Picture courtesy of Geralt, of Pixabay

The Allotment in Fall

A garden never stands still, but there are some enduring features. The robin comes again, a reassuring element of permanence in a year when the seasons have been strange. I have seen her a few times,flitting down to seek for grubs. She seems a little less wary of me now, but she never gets too near; and I have never found where she nests. Nor have I looked for it. She deserves her privacy.  She is stocking up her strength for the winter. I can identify her  as female because of her light red breast, as opposed to the bright red of the male, one of the many manifestations in nature of the subtle differences between male and female. 
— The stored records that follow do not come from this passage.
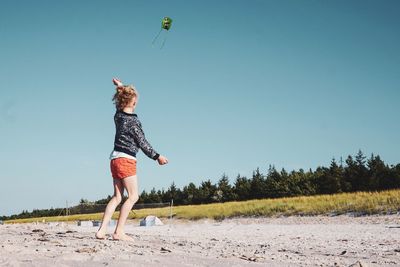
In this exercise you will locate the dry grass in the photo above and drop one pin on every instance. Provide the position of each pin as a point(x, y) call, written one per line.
point(358, 203)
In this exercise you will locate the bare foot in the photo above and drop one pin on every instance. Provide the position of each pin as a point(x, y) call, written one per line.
point(123, 237)
point(100, 235)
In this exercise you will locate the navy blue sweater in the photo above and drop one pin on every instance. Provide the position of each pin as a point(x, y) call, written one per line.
point(129, 136)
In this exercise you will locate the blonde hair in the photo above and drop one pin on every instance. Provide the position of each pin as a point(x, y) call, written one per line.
point(123, 95)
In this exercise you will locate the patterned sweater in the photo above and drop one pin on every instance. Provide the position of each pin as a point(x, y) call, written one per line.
point(129, 136)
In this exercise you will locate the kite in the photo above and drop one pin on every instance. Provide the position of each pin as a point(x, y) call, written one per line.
point(165, 25)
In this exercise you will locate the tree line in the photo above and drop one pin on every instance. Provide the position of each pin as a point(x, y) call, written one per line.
point(357, 173)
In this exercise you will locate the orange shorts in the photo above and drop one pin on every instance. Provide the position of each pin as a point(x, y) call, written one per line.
point(122, 168)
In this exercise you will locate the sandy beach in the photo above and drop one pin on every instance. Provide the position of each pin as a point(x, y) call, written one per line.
point(290, 241)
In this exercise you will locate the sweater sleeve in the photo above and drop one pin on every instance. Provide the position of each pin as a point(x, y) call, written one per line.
point(144, 145)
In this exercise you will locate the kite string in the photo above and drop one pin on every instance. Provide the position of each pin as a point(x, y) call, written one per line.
point(165, 38)
point(155, 38)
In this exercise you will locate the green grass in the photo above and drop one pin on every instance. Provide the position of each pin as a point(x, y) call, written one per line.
point(359, 203)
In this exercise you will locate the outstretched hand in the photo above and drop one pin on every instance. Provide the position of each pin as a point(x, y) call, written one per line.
point(162, 160)
point(117, 82)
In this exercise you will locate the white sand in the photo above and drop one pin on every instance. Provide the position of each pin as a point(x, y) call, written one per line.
point(290, 241)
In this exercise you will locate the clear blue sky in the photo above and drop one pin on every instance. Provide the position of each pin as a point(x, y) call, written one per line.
point(238, 85)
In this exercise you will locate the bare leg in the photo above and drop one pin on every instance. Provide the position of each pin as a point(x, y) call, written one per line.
point(111, 206)
point(130, 184)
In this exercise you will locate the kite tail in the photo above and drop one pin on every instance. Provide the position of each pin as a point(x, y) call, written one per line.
point(165, 38)
point(155, 38)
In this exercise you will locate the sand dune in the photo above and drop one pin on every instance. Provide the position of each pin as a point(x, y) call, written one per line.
point(290, 241)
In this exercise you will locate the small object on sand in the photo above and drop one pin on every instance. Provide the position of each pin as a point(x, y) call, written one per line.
point(244, 257)
point(86, 250)
point(85, 223)
point(96, 223)
point(165, 250)
point(150, 221)
point(358, 264)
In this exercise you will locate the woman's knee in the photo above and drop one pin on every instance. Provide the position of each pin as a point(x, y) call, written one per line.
point(118, 198)
point(134, 198)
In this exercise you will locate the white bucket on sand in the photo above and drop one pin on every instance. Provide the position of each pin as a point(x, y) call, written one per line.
point(85, 223)
point(150, 221)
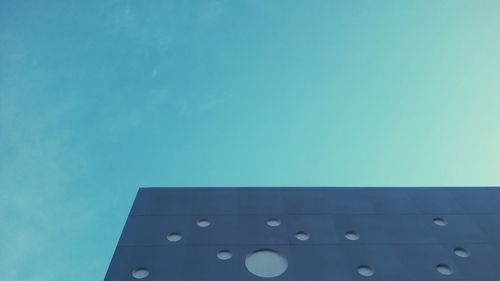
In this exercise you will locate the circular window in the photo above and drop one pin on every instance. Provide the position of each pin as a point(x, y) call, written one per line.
point(444, 269)
point(303, 236)
point(203, 223)
point(266, 263)
point(461, 252)
point(174, 236)
point(365, 270)
point(273, 222)
point(440, 221)
point(351, 235)
point(140, 273)
point(224, 254)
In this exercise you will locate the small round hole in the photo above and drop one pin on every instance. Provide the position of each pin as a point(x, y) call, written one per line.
point(461, 252)
point(224, 254)
point(303, 236)
point(440, 221)
point(444, 269)
point(174, 236)
point(273, 222)
point(351, 235)
point(266, 263)
point(140, 273)
point(365, 270)
point(203, 223)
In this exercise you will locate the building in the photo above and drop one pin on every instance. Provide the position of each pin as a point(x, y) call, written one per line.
point(310, 233)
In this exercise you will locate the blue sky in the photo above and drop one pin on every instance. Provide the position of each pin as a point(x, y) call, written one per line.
point(98, 98)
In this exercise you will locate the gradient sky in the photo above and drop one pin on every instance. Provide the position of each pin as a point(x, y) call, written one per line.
point(98, 98)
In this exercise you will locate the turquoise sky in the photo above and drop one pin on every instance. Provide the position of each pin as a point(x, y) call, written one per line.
point(98, 98)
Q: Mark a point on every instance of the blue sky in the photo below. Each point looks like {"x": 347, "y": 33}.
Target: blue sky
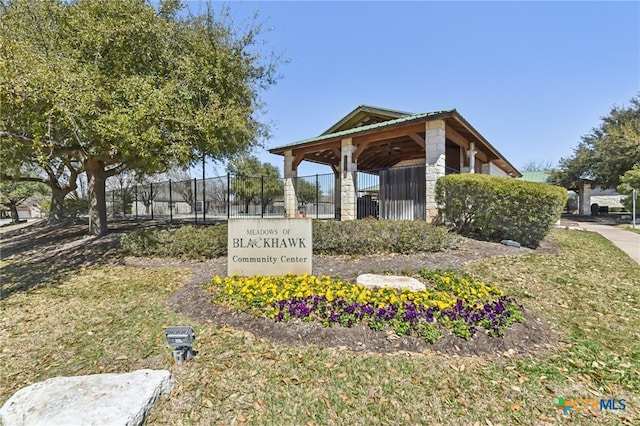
{"x": 531, "y": 77}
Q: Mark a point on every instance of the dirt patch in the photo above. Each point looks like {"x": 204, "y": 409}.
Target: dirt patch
{"x": 66, "y": 247}
{"x": 533, "y": 335}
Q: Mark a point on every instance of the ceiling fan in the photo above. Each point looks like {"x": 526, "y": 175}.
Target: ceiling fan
{"x": 392, "y": 149}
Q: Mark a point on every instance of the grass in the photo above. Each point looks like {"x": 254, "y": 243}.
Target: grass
{"x": 628, "y": 227}
{"x": 111, "y": 320}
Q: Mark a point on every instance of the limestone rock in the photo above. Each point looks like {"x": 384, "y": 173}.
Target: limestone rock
{"x": 373, "y": 281}
{"x": 510, "y": 243}
{"x": 99, "y": 399}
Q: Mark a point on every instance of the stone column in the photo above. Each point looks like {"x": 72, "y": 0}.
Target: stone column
{"x": 584, "y": 199}
{"x": 472, "y": 157}
{"x": 290, "y": 175}
{"x": 347, "y": 181}
{"x": 435, "y": 164}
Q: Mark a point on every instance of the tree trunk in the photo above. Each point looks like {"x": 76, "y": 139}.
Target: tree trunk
{"x": 97, "y": 199}
{"x": 13, "y": 207}
{"x": 56, "y": 213}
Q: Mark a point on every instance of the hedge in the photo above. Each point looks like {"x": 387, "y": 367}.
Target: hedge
{"x": 498, "y": 208}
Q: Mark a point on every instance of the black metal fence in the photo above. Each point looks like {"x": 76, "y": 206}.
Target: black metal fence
{"x": 393, "y": 194}
{"x": 222, "y": 197}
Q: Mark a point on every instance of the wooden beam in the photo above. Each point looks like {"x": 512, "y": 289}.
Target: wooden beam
{"x": 296, "y": 161}
{"x": 417, "y": 139}
{"x": 361, "y": 147}
{"x": 381, "y": 135}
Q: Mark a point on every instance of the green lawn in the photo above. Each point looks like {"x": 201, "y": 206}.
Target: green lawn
{"x": 111, "y": 320}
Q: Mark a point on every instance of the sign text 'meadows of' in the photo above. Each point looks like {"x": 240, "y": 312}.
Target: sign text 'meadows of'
{"x": 269, "y": 247}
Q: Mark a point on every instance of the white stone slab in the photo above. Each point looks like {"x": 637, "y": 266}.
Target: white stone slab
{"x": 259, "y": 246}
{"x": 99, "y": 399}
{"x": 394, "y": 281}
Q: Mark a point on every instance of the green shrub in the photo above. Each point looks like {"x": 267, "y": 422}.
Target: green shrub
{"x": 500, "y": 208}
{"x": 352, "y": 238}
{"x": 75, "y": 206}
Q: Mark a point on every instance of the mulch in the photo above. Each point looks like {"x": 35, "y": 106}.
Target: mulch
{"x": 66, "y": 248}
{"x": 533, "y": 335}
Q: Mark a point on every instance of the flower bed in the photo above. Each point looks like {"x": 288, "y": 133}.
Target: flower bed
{"x": 452, "y": 301}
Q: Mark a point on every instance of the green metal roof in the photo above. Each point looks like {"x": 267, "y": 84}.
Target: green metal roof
{"x": 375, "y": 126}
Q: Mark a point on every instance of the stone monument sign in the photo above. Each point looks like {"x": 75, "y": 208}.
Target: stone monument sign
{"x": 269, "y": 246}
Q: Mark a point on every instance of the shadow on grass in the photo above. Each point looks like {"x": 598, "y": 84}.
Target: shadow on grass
{"x": 46, "y": 255}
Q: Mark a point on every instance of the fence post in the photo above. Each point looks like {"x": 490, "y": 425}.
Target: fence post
{"x": 195, "y": 199}
{"x": 170, "y": 204}
{"x": 228, "y": 195}
{"x": 204, "y": 196}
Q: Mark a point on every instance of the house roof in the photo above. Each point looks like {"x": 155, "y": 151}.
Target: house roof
{"x": 364, "y": 115}
{"x": 386, "y": 137}
{"x": 369, "y": 127}
{"x": 539, "y": 176}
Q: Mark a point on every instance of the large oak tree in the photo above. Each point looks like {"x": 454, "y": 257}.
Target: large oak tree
{"x": 607, "y": 152}
{"x": 119, "y": 84}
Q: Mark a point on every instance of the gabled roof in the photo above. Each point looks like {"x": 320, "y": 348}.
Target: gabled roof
{"x": 539, "y": 176}
{"x": 367, "y": 128}
{"x": 386, "y": 137}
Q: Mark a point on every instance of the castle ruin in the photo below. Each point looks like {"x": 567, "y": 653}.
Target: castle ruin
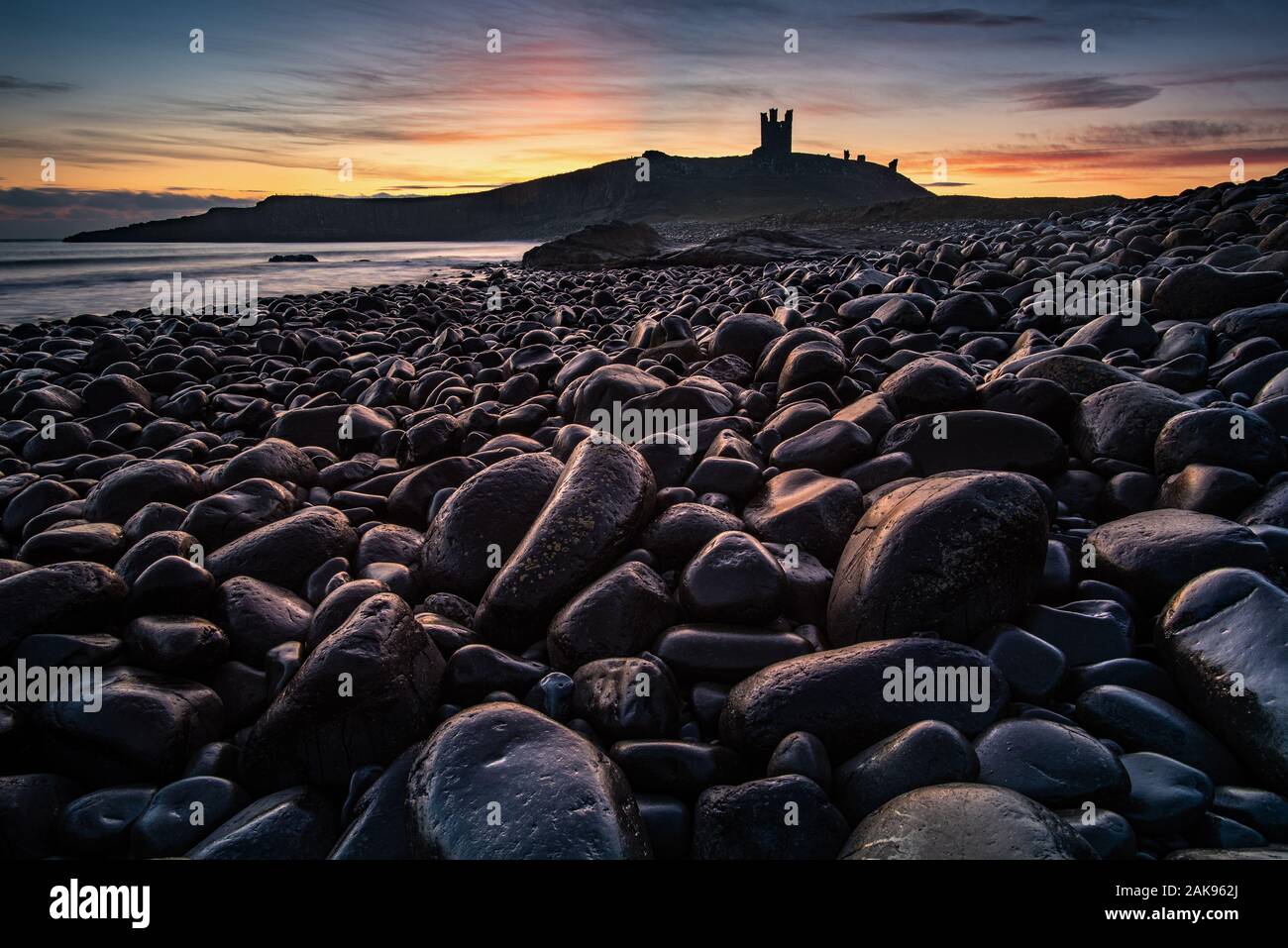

The vixen still makes her presence  felt. She hunts across a number of plots and leaves her brown footprints on my black geotextile mulch. She has been preparing for winter, feasting  upon wood pigeons. The fox in England has defeated the fox hunters by becoming an urban creature, with cleverly sited and concealed dens in hedges and waste sites. The hunters can and do ride through villages and have been known to illegally intrude into gardens,but try doing that in a town! This vixen has a lair whose entrance is well sited under a shed on the plot opposite mine,  but she has excavated  a number of escape holes,the latest of which was found on a plot near mine. She has dug under the central path until she reached tree roots and then surfaced. Quite a tough female!  But in all my years on the allotment I have never seen the fox. 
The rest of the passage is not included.